Le Cpf, un joli succès numérique
Quoi qu’il en soit, cela n’a pas empêché le compte personnel de formation (Cpf) de prendre son envol. Sa monétisation et la création d’une plateforme d’utilisation directe, sans l’intermédiaire des Opco, devaient à partir de novembre 2019 contribuer à son développement. Et c’est plutôt un succès, de l’avis de Damien Brochier : « Début 2022, selon le baromètre de CentreInffo, plus de 70 % des actifs déclaraient “bien connaître” le dispositif. De 2020 à 2023, plus 7 millions d’actifs ont mobilisé leur Cpf. Même si on peut expliquer en partie cette notoriété par la vague de démarchages plus ou moins réguliers des premières années, ça reste du jamais vu. »
En outre, depuis sa refonte, le Cpf est bien utilisé par les salariés peu ou pas qualifiés.

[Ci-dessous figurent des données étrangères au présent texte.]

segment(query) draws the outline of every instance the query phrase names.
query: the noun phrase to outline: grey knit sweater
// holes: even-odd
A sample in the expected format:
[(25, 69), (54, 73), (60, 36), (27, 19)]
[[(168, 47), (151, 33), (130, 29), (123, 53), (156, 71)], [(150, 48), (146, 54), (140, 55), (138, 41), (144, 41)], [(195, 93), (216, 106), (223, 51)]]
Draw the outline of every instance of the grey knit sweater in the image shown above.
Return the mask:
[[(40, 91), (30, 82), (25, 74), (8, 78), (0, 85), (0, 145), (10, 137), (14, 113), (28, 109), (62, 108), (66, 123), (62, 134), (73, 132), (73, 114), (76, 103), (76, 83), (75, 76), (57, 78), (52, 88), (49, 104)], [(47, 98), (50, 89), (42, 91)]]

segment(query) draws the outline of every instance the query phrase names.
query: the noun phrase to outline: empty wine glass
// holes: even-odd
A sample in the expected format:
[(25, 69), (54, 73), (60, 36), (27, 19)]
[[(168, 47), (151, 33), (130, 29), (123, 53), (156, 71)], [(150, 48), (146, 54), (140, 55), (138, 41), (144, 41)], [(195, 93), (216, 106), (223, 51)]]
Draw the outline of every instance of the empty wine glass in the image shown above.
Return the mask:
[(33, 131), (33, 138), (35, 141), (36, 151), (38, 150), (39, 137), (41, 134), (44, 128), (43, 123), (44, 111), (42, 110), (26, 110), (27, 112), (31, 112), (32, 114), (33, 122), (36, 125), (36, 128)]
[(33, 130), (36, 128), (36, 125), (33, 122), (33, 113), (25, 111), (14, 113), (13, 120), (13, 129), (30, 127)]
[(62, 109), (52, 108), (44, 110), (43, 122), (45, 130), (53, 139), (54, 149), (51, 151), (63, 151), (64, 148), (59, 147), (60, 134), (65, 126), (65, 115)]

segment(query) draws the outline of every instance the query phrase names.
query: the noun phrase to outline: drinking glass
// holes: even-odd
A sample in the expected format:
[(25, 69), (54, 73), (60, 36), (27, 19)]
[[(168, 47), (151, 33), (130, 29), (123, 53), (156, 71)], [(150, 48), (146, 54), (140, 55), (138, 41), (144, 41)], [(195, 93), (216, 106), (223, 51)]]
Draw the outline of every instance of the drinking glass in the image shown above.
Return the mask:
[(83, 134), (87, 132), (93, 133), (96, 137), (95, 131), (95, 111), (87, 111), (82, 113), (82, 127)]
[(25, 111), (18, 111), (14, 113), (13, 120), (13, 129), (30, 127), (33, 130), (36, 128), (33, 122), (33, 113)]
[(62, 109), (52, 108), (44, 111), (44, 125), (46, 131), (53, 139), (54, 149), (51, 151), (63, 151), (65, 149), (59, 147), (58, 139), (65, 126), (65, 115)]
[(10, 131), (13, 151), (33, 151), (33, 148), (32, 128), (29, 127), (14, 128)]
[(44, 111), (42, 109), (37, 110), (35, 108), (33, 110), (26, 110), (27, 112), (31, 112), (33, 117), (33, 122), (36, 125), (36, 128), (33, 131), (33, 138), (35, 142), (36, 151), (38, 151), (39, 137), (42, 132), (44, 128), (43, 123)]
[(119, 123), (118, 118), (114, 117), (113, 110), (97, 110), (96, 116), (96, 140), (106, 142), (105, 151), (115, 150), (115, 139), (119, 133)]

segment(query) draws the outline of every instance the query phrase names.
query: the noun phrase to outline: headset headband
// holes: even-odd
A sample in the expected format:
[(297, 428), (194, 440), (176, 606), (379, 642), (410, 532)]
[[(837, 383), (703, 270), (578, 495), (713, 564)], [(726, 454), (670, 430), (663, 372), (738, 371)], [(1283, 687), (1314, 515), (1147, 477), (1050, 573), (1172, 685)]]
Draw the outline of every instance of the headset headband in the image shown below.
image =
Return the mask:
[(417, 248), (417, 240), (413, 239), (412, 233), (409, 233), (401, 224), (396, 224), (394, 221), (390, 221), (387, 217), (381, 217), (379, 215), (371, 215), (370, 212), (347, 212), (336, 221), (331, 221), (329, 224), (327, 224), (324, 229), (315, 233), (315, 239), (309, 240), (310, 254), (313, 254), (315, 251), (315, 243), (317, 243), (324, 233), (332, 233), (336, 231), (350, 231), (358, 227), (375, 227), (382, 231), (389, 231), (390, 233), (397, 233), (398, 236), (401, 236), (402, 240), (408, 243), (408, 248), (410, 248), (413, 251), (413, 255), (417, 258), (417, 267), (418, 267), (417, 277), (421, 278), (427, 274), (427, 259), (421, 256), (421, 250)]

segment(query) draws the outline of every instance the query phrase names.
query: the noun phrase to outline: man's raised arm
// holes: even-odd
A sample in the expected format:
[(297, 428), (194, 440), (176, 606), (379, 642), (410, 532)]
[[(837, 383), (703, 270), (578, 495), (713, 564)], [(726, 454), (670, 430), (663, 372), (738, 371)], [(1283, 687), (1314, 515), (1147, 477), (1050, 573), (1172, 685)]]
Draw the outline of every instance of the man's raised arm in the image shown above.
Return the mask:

Selon la Dares, malgré une baisse en 2023, les individus ayant un niveau d’études inférieur au bac sont surreprésentés parmi les utilisateurs du Cpf. Mais cela pourrait changer avec la participation forfaitaire de 100 euros imposée depuis le 1er mai 2024 pour des motifs économiques. Elle va affecter particulièrement les salariés à petits revenus… sauf à trouver des cofinancements.
« L’adéquationnisme » : au bon-vouloir du patronat
« Pour l’instant, il y a peu de cas, constate Damien Brochet, mais, techniquement, la Caisse des dépôts, qui s’occupe de la “tuyauterie” du Cpf, a créé les conditions pour que, en vue d’une formation, les Cpf puissent être abondés par l’employeur, une Région, un Opco, une branche. » La codécision avec l’entreprise en particulier, permet au salarié de se former sur son temps de travail et de conserver son salaire, ce que ne garantit pas, en soi, le dispositif du Cpf. L’idée est séduisante, d’autant que les études montrent une corrélation entre taux d’abandon et suivi des formations sur le temps personnel. Mais elle est aussi dangereuse, selon Sandrine Mourey : « Si l’entreprise peut mettre son nez dans les choix de formation des salariés, c’est la nature-même du Cpf, en tant que droit individuel, qui est remise en question. Mais cela répond à l’adéquationnisme réclamé par le patronat : ne former les gens qu’en fonction des besoins de main d’œuvre et de compétences des entreprises. »
Cette tendance n’est pas démentie par le faible investissement dans la transition professionnelle (héritière du « congé individuel de formation »), seul dispositif encore à la main des salariés pour changer de métier. Son petit budget a été raboté en plein exercice 2024. « Cela pousse à prioriser les projets de reconversion dans les métiers en tension », regrette Sandrine Mourey. Quant au Conseil en évolution professionnelle (Cep) qui offre un accompagnement à l’extérieur de l’entreprise, il reste lui aussi sous-doté et insuffisamment promu. On est donc encore loin de la « liberté de choisir son avenir professionnel » revendiquée par la loi de 2018.